What to make of this dream? Well, it is very simple, actually. The vehicle incident combined with the acute anxiety I felt about my vehicle’s saftey is symbolic of several events that occurred yesterday. While house cleaning (with pneumonia, fyi, bad girl!) Keli (or someone helping her, as she did have help!) put some unprotected DVDs I had burned into my computer bag; when I found them later, I was worried they would be scratched and unusable. Further, someone put a paperback book I had been annotating (“As I Lay Dying”) into the drawer of my bedside table, and then shut the drawer. It must have taken great effort to shut the drawer, because the book’s front cover was torn long-ways (the drawer was rather full and the book really didn’t fit). Anyone who knows me knows the value I place on books (I couldn’t even trash a Stephanie Meyer book), and this was a Faulkner book I had had for ten years. Thus, the strange car-swap becomes a metaphor for events that disturbed me during the day, with poor Keli assuming the role of fault (even though she was innocent, that’s what spouses do, and I love her very much!) because dreams (like movies) prefer to condense and simplify. As for the carttonish family, for two days, a member of that family has stopped me as I tried to go somewhere (they have otherwise ignored me, but it’s semester’s end and they suddenly care about their kid’s grade in my class). The cartoonish, facially neutral, comically stupid and bland, persons in my hijacked vehicle were none other than that family- the perfect representatives of destruction and decay in my mind (harsh, but true).

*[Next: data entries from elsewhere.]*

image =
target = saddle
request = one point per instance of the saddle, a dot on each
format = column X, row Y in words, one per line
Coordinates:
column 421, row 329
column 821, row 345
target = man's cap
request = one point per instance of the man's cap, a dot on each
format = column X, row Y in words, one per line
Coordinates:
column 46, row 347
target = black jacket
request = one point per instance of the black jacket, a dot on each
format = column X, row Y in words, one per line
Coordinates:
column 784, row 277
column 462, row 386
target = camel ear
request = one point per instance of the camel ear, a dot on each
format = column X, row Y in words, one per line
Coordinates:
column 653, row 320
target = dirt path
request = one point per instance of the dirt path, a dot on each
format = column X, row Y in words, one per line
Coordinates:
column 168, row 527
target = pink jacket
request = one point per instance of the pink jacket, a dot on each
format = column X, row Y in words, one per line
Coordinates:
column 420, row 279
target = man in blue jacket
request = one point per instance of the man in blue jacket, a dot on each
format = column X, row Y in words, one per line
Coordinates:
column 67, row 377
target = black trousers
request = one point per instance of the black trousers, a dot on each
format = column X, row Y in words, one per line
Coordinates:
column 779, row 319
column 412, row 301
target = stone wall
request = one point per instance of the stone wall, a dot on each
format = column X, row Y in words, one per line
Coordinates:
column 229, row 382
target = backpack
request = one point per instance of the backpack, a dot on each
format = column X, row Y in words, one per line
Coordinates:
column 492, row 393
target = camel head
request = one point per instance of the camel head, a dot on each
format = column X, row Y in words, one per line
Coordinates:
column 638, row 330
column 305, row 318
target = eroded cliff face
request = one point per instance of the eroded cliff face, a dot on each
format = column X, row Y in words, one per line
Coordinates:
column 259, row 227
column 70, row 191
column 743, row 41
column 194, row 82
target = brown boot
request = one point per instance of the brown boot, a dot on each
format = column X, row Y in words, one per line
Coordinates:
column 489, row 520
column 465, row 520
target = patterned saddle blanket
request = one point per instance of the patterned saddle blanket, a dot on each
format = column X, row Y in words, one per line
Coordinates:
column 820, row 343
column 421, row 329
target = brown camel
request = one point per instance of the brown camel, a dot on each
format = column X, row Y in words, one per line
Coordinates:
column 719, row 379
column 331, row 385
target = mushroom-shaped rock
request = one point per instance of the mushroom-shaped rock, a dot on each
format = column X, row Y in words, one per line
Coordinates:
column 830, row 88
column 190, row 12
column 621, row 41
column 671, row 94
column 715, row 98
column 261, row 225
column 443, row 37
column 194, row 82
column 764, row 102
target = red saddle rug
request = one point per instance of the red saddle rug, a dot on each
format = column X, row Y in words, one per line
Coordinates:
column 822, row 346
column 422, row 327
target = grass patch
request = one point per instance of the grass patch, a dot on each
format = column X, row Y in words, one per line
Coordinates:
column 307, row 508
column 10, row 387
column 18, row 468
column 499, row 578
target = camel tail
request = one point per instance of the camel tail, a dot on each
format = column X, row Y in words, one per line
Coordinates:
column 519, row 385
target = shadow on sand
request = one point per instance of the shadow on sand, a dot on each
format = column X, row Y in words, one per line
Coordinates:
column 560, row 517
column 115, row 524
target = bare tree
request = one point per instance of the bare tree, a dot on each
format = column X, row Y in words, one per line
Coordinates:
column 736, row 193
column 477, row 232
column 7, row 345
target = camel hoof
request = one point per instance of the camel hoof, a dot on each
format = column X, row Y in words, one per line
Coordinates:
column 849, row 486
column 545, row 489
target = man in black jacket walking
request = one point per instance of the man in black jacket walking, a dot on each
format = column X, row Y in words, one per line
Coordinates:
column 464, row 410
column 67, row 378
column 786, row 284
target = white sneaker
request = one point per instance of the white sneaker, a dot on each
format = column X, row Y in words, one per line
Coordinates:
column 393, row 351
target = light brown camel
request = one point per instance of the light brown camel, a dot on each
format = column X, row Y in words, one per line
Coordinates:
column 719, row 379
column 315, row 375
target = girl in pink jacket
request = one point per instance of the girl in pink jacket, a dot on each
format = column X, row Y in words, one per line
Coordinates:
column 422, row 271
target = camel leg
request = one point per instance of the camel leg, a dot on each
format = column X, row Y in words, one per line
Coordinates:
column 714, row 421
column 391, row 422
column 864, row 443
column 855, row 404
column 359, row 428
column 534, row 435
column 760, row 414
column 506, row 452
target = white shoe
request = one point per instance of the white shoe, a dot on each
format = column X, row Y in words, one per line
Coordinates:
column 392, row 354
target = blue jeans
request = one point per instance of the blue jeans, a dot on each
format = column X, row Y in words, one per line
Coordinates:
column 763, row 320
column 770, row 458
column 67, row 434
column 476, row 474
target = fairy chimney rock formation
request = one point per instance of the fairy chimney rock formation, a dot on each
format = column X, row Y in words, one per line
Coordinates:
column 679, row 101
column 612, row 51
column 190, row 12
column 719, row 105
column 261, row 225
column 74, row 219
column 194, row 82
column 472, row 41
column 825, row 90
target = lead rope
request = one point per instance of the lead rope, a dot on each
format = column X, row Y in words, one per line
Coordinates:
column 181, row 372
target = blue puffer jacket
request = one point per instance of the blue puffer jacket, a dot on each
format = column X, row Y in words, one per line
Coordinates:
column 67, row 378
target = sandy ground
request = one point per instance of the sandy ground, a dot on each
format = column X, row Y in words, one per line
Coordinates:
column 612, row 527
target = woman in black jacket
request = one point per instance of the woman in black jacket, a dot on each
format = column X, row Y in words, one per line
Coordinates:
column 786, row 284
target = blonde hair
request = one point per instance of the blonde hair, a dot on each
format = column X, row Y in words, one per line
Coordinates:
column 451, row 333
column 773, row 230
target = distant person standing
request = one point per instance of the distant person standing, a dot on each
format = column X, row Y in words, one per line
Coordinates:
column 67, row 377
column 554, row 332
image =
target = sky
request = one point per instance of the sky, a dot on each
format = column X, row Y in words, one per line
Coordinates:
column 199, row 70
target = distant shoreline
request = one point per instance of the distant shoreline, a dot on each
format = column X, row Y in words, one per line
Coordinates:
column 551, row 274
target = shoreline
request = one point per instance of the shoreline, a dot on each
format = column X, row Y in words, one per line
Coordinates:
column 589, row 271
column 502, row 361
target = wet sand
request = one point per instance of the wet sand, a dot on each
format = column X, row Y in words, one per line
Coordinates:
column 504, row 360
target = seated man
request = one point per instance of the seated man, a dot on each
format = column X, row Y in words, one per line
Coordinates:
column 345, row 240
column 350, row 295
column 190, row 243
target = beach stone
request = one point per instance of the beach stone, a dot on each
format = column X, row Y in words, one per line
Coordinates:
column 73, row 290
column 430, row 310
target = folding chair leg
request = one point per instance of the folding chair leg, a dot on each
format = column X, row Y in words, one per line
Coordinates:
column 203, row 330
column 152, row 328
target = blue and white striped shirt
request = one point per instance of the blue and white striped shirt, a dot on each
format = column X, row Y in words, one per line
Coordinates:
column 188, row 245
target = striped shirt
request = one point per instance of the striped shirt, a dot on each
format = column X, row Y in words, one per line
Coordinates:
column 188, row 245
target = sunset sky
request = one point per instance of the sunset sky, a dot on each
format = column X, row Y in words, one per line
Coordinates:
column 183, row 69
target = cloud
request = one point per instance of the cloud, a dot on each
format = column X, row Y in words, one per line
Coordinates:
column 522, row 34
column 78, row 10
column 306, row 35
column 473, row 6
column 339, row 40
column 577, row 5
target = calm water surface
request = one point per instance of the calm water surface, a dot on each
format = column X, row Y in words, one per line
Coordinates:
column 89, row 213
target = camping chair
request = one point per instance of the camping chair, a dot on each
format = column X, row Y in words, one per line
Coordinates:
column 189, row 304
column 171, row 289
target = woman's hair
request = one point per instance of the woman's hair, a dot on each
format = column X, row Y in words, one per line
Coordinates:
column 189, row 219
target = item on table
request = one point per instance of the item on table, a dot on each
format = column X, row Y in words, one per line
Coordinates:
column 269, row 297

Of course, there are other dreams that I could discuss, but then again, who wants to know THAT much about someone else? Would any of us want the “wish fulfillment” dreams shared with the world (even if it was a non-sexual desire)? That’s probably the final burden of dreams- we don’t want to acknowledge them, even to ourselves, because they are intensely personal. Often, they are the dreams of the person we fear that we are, and not our own dreams. Nonetheless, they truly are ours, like it or not; they are the gift we do not want to receive. However, open it up and take a look, and what you once thought to be a burden might turn out to be a revelatory blessing, instead.